Founded in 2000 by businessman Paulo Roberto Evangelista, who was already active in the transportation sector, Larco accelerated its growth from 2016 onwards, with the inauguration of its first fuel storage base in Candeias, Bahia. Today, it operates in 16 states and leads sales to unbranded stations, boasting over 4,000 registered clients.
CEO Alberto Costa Neto said Larco’s strategy is to grow both in distribution to unbranded stations and expand its network, aiming to end the year with 250 branded stations. “Larco grows by expanding its network, diversifying the market, and in B2B [business-to-business], especially where agribusiness is stronger,” he said.
In October, Larco set a sales record, reaching 357 million liters, but the goal is to reach 400 million liters per month by 2024. With revenues of R$11 billion in 2023 and 2.3 billion liters sold, the company projects R$17.5 billion in revenues this year, with 3.5 billion liters. “We don’t typically grow through acquisitions. Our focus is organic expansion, reinvesting in building new bases and ground logistics,” the executive said.
Ale Combustíveis, which has a larger station network than Larco, aims for R$15 billion in revenues in 2024. The strategy focuses on two pillars: converting stations to its brand and expanding the corporate consumer base through exclusive contracts.

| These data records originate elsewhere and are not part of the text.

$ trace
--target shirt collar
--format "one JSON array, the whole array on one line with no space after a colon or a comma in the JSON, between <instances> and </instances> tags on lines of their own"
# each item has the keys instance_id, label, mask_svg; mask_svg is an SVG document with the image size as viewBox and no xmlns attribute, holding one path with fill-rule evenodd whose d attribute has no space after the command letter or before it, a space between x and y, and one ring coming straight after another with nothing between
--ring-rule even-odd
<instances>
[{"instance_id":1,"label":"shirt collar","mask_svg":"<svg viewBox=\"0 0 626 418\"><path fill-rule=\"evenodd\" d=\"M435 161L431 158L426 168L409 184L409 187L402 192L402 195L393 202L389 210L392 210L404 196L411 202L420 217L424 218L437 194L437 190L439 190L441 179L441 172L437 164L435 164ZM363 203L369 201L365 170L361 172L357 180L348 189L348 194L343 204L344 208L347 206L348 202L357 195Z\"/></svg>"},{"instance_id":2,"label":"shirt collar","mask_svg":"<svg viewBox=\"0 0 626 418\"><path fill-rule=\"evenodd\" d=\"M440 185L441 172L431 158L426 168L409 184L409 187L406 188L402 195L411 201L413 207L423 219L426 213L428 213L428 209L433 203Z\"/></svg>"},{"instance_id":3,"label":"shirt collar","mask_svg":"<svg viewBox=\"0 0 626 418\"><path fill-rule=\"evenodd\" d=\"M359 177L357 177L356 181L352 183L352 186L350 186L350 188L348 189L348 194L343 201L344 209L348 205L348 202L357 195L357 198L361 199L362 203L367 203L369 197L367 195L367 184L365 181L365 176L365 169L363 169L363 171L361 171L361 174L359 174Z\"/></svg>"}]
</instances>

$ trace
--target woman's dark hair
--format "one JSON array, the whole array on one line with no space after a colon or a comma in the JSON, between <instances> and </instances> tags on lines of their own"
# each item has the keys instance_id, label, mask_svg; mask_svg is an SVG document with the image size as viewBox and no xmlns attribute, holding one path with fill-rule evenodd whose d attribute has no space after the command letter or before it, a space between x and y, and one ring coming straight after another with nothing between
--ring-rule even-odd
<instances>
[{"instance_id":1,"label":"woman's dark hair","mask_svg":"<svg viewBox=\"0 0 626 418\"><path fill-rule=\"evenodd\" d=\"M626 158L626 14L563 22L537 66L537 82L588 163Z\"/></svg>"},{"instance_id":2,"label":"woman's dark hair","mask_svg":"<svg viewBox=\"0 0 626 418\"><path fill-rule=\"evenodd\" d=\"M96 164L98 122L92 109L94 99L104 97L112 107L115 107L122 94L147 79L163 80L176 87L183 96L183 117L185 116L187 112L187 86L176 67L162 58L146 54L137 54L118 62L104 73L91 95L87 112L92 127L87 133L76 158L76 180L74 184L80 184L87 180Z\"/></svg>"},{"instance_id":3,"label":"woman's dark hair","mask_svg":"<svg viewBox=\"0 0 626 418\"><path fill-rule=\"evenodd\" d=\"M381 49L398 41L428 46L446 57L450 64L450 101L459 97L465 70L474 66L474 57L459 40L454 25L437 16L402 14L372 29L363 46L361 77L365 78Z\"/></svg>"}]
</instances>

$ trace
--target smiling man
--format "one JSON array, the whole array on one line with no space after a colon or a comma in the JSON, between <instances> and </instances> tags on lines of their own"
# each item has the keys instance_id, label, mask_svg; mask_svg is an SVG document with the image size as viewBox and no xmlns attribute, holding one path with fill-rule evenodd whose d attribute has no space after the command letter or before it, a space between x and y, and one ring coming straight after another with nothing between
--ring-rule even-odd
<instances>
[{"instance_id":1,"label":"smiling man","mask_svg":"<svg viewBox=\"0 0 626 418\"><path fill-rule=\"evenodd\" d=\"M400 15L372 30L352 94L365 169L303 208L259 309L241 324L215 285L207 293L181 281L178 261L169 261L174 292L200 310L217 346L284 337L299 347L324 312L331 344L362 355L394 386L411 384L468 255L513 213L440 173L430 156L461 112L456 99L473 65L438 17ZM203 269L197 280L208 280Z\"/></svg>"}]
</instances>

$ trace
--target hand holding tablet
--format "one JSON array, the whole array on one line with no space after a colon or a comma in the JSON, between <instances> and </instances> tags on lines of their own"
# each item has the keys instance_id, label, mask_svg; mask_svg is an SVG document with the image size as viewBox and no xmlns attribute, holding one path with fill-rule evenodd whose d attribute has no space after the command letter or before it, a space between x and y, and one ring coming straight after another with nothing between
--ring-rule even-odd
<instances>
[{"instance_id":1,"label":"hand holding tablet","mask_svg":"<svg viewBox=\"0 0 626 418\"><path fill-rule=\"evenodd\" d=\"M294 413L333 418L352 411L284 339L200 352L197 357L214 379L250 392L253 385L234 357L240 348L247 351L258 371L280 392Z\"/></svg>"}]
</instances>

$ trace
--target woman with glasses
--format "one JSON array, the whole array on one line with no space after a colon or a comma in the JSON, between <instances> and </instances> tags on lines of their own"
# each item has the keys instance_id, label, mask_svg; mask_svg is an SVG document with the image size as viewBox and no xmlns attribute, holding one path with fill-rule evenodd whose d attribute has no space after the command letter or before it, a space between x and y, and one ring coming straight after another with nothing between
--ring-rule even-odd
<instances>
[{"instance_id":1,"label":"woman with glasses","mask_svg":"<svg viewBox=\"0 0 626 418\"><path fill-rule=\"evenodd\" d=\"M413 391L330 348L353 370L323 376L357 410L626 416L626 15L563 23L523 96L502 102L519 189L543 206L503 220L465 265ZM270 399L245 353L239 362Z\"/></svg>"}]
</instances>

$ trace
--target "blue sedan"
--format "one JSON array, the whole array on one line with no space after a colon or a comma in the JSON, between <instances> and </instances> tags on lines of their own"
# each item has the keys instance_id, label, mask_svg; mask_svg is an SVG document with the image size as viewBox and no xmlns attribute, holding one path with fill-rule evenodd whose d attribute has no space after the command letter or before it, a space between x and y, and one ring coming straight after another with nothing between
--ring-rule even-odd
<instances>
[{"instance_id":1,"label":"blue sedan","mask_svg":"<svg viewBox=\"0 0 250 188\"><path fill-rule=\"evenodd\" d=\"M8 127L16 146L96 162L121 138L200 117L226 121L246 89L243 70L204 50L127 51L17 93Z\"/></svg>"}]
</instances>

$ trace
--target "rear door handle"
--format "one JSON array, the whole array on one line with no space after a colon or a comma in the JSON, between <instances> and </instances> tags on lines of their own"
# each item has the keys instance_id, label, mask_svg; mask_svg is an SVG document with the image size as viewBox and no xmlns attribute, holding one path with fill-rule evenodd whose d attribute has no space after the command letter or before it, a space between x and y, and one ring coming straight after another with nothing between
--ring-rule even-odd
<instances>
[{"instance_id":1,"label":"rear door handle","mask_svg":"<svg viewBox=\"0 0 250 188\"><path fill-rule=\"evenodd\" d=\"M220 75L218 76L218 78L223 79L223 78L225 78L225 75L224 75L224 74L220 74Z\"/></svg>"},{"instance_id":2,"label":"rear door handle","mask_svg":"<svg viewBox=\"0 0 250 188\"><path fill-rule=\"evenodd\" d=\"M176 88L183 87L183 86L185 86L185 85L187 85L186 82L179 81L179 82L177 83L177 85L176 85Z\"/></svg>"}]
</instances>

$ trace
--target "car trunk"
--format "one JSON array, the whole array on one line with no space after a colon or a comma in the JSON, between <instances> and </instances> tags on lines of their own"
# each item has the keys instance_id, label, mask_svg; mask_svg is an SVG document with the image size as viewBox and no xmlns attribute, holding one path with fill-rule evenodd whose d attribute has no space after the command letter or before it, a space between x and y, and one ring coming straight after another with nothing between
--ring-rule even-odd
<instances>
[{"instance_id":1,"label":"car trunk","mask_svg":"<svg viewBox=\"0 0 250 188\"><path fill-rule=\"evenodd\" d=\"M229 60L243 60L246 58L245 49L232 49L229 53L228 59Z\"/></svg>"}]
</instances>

The company plans to gain 360 new clients throughout the year, having already secured 165 in the first half, including 77 new Ale-branded stations and 88 major corporate clients (B2B). Additionally, the company anticipates a 200 million-liter increase in distribution volume, reaching 3.2 billion liters in 2024.
Last week, Rafael Grisolia was announced as the new CEO. He will need to seek greater efficiency in storage and distribution and better exploit certain logistical axes. In a segment with tight margins, below 4%, capturing new clients also involves retail operations and services, such as convenience stores.
“We have a strong brand in states like Minas Gerais, Rio Grande do Norte, Santa Catarina, Espírito Santo, and Maranhão, and our dealers deliver this brand value with a range of premium products, additives, and convenience stores […]. The B2B market is another opportunity to leverage the Ale brand’s strength. This combination of strategies will be essential to boost both volume and business profitability,” says Mr. Grisolia.
The sector has also seen new business models, such as the return of the Texaco brand through a licensing agreement with Ipiranga, an Ultra group distributor, with a portfolio focusing on fuel technology and appealing to car enthusiasts.
The first Texaco station operates in Palhoça, Santa Catarina, and plans to expand to Rio de Janeiro and São Paulo markets. Bárbara Miranda, vice president of marketing and business development at Ipiranga, explains that the return is linked to studies indicating the brand’s strong presence in consumer memory.
In this business model, the authorized entrepreneur sets up the point of sale, while marketing and expansion strategies are conducted jointly. The goal is for Texaco and Ipiranga to occupy distinct market niches to prevent brand market cannibalization.
“In the Texaco model, there is regional exclusivity, and the regional station investment is made by the authorized representative. From there, Ipiranga and the authorized representative, Rede Galo, work together on the network’s development plans,” she states. “Ipiranga will have two brands to cater to two micro-market profiles, which has more to do with which consumer segment is valued than social class,” she adds.
With nationwide reach and serving multiple audiences, Ipiranga’s outlook remains optimistic, as Brazil’s fuel business continues to grow, with an expected increase of over 5% in 2024. The Ultrapar fuel distributor aims to capture around R$400 million in logistics and distribution efficiencies over the next three years, including faster loading, fewer accidents, improved fleet productivity, and reduction of truck detention time.
Raízen, which licenses the Shell brand in Brazil, remains focused on customer service and expanding its branded network, ensuring “market share” and brand image. The company has been increasing both the number and duration of its contracts. Raízen declined to comment on the matter.